On Fri, Sep 18, 2009 at 3:04 PM, Pedro Melo <[email protected]> wrote:
> Hi,
>
> On 2009/09/17, at 19:56, Waqas Hussain wrote:
>
>> ---
>> The problem: The only thing the current caps XEP adds over legacy caps is
>> obfuscation. Everything else is equivalent from a security perspective.
>>
>
> Not true. The ver attribute value in the presence is derived in a
> (hopefully) secure way from the response you will get of a disco#info.
>
> This link between ver and the disco response allows for better caching
> opportunities without the risks of cache poisoning from malicious clients.
>
Note the qualifiers: 1) The _current_ caps XEP (which is open to trivial
preimage attacks), and 2) from a security perspective. Oh, and legacy caps
did allow caching. That was the whole point of the XEP. Because this problem
exists is why we are having this discussion.
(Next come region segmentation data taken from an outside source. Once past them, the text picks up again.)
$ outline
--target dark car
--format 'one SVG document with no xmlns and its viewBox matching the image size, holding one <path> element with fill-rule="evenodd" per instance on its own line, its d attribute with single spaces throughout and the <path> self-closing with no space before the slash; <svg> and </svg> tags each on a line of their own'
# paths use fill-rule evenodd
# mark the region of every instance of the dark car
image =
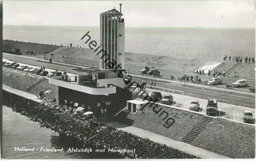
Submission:
<svg viewBox="0 0 256 161">
<path fill-rule="evenodd" d="M 14 64 L 12 66 L 11 66 L 11 68 L 12 69 L 16 69 L 17 67 L 19 66 L 19 64 Z"/>
<path fill-rule="evenodd" d="M 157 69 L 150 69 L 150 71 L 146 72 L 146 74 L 148 75 L 154 75 L 157 71 Z"/>
<path fill-rule="evenodd" d="M 28 66 L 24 66 L 22 67 L 20 69 L 19 69 L 19 70 L 23 71 L 24 70 L 24 69 L 27 69 L 27 68 L 28 68 L 28 67 L 29 67 Z"/>
<path fill-rule="evenodd" d="M 45 76 L 47 76 L 47 74 L 49 74 L 49 72 L 48 71 L 43 70 L 41 72 L 40 72 L 40 73 L 39 73 L 39 75 Z"/>
<path fill-rule="evenodd" d="M 162 94 L 159 92 L 153 92 L 151 94 L 151 97 L 152 98 L 153 101 L 157 101 L 163 98 Z"/>
<path fill-rule="evenodd" d="M 5 63 L 5 64 L 4 64 L 4 65 L 3 66 L 4 67 L 7 67 L 10 64 L 11 64 L 10 63 Z"/>
<path fill-rule="evenodd" d="M 42 71 L 42 69 L 37 69 L 36 70 L 35 72 L 34 72 L 34 74 L 37 74 L 37 75 L 38 75 L 39 73 L 40 73 L 41 71 Z"/>
<path fill-rule="evenodd" d="M 16 64 L 17 64 L 17 63 L 14 63 L 14 62 L 10 63 L 8 65 L 7 65 L 7 67 L 10 68 L 10 67 L 11 67 L 12 66 L 13 66 L 13 65 Z"/>
<path fill-rule="evenodd" d="M 174 97 L 172 95 L 164 96 L 163 98 L 161 100 L 161 103 L 163 104 L 172 105 L 174 100 Z"/>
<path fill-rule="evenodd" d="M 146 72 L 150 70 L 148 67 L 145 67 L 143 69 L 140 71 L 140 74 L 146 74 Z"/>
</svg>

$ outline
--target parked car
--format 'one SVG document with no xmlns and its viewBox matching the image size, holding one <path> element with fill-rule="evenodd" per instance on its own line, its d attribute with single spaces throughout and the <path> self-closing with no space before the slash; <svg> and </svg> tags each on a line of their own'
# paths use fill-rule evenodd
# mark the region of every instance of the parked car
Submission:
<svg viewBox="0 0 256 161">
<path fill-rule="evenodd" d="M 209 99 L 206 106 L 206 115 L 217 114 L 218 112 L 218 100 L 217 99 Z"/>
<path fill-rule="evenodd" d="M 29 70 L 29 72 L 31 73 L 31 74 L 34 74 L 35 73 L 35 71 L 36 71 L 38 68 L 32 68 L 31 69 Z"/>
<path fill-rule="evenodd" d="M 158 100 L 161 100 L 163 98 L 163 96 L 162 93 L 159 92 L 153 92 L 151 93 L 151 95 L 152 98 L 152 101 L 157 101 Z"/>
<path fill-rule="evenodd" d="M 22 68 L 21 68 L 19 70 L 24 71 L 24 69 L 27 69 L 27 68 L 28 68 L 28 66 L 24 66 Z"/>
<path fill-rule="evenodd" d="M 49 72 L 48 71 L 43 70 L 43 71 L 41 71 L 40 72 L 40 73 L 39 73 L 38 75 L 45 76 L 47 76 L 47 74 L 48 74 L 48 73 L 49 73 Z"/>
<path fill-rule="evenodd" d="M 157 69 L 150 69 L 148 72 L 146 72 L 146 74 L 148 75 L 153 75 L 154 73 L 156 72 Z"/>
<path fill-rule="evenodd" d="M 8 65 L 9 65 L 10 64 L 11 64 L 11 63 L 5 63 L 5 64 L 4 64 L 4 65 L 3 66 L 5 67 L 7 67 L 8 66 Z"/>
<path fill-rule="evenodd" d="M 150 70 L 148 67 L 145 67 L 143 69 L 140 71 L 140 74 L 146 74 L 146 72 Z"/>
<path fill-rule="evenodd" d="M 7 61 L 4 61 L 4 62 L 3 62 L 3 64 L 3 64 L 3 65 L 4 65 L 5 64 L 6 64 L 6 63 L 7 63 Z"/>
<path fill-rule="evenodd" d="M 173 104 L 174 97 L 172 95 L 163 96 L 163 98 L 161 100 L 161 103 L 163 104 L 172 105 Z"/>
<path fill-rule="evenodd" d="M 191 101 L 189 104 L 188 110 L 199 112 L 200 111 L 200 105 L 198 101 L 194 100 Z"/>
<path fill-rule="evenodd" d="M 8 68 L 10 68 L 10 67 L 11 67 L 12 66 L 13 66 L 13 65 L 14 65 L 14 64 L 17 64 L 17 63 L 15 63 L 15 62 L 10 63 L 9 63 L 9 64 L 7 65 L 7 67 L 8 67 Z"/>
<path fill-rule="evenodd" d="M 43 70 L 42 69 L 38 69 L 36 71 L 35 71 L 34 73 L 38 75 L 39 73 L 40 73 L 42 70 Z"/>
<path fill-rule="evenodd" d="M 32 67 L 27 67 L 27 68 L 26 68 L 25 69 L 23 70 L 23 71 L 25 72 L 27 72 L 27 73 L 29 73 L 29 71 L 31 69 L 32 69 L 33 68 Z"/>
<path fill-rule="evenodd" d="M 244 122 L 254 123 L 253 115 L 251 111 L 245 110 L 243 112 L 243 121 Z"/>
<path fill-rule="evenodd" d="M 232 85 L 234 87 L 247 86 L 249 84 L 249 82 L 247 79 L 238 80 L 235 83 L 233 83 Z"/>
<path fill-rule="evenodd" d="M 223 79 L 221 77 L 214 77 L 210 79 L 208 82 L 209 85 L 215 85 L 221 84 L 223 81 Z"/>
<path fill-rule="evenodd" d="M 250 87 L 250 88 L 249 89 L 249 90 L 251 92 L 255 92 L 255 87 Z"/>
<path fill-rule="evenodd" d="M 17 67 L 19 66 L 19 64 L 14 64 L 12 66 L 11 66 L 10 68 L 12 69 L 16 69 Z"/>
</svg>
> So, with a <feature var=''/> and a form with an empty FORM_TYPE value
>> added, we have separation between the sections.
>>
>
> I used NUL as the separator between sections because it is an invalid XML
> character. The usage of an empty feature or FORM_TYPE will only duplicate
> the > separator, so the result is similar: add another separator between
> sections.
>
> With '<' escaped, the features section is safe.
>>
>> With '/' not forbidden or escaped, the identity section is not safe. With
>> some exceptions, any <identity/> element with one of the attribute values
>> containing a '/' is open to attack.
>>
>
> If we use invalid XML characters, we don't need to worry about safe or
> unsafe characters inside the text values.
>
> If you don't like NUL use another character, or even multiple characters,
> but I fail to see why would we use a valid character as the separator. It
> only complicates the process, because now we have to encode the texts before
> using.
>
> Now we are left with the service discovery extensions section. This
>> section happens to have subsections,
>>
>
> When you mention subsections, we are referring to having multiple
> jabber:x:data elements, each one with a different FORM_TYPE, right?
>
> which are open to attack. We'll have to add a special field to every
>> extension, so that the boundaries between extensions are preserved. Ah, of
>> course, there also need to be boundaries between individual fields of an
>> extension. And of course, these boundaries at three levels need to be
>> distinguishable. Nice, no?
>>
>
> I need to check but I'm sure we have more invalid XML characters. Or we can
> use \0{size} where size is int32 network-order integer with the size of the
> segment that follows.
>
> As long as the separator is a sequence that will not occur in the text, and
> we have no optional parts (empty values or missing attributes are
> represented not as missing parts but empty ones, we are safe.
>
> The way I see it, there is no simple way to preserve structural
>> information for the extensions section. It's several levels deep, which
>> makes things _very_ complicated. I don't think this can reasonably be done
>> while maintaining backwards compatibility.
>>
>> The replacement algorithm Pedro Melo suggested still has many of these
>> issues.
>>
>
> My suggestion can be improved I'm sure.
>
> I don't expect to keep backwards compatibility. I see breaking backwards
> compatibility with 1.5 a feature. Let me explain.
>
All my messages in this portion of the email were about fixes which
maintained backwards compatibility. Once you drop that requirement, your
options are unlimited.
Personally, I don't think maintaining backwards compatibility is feasible.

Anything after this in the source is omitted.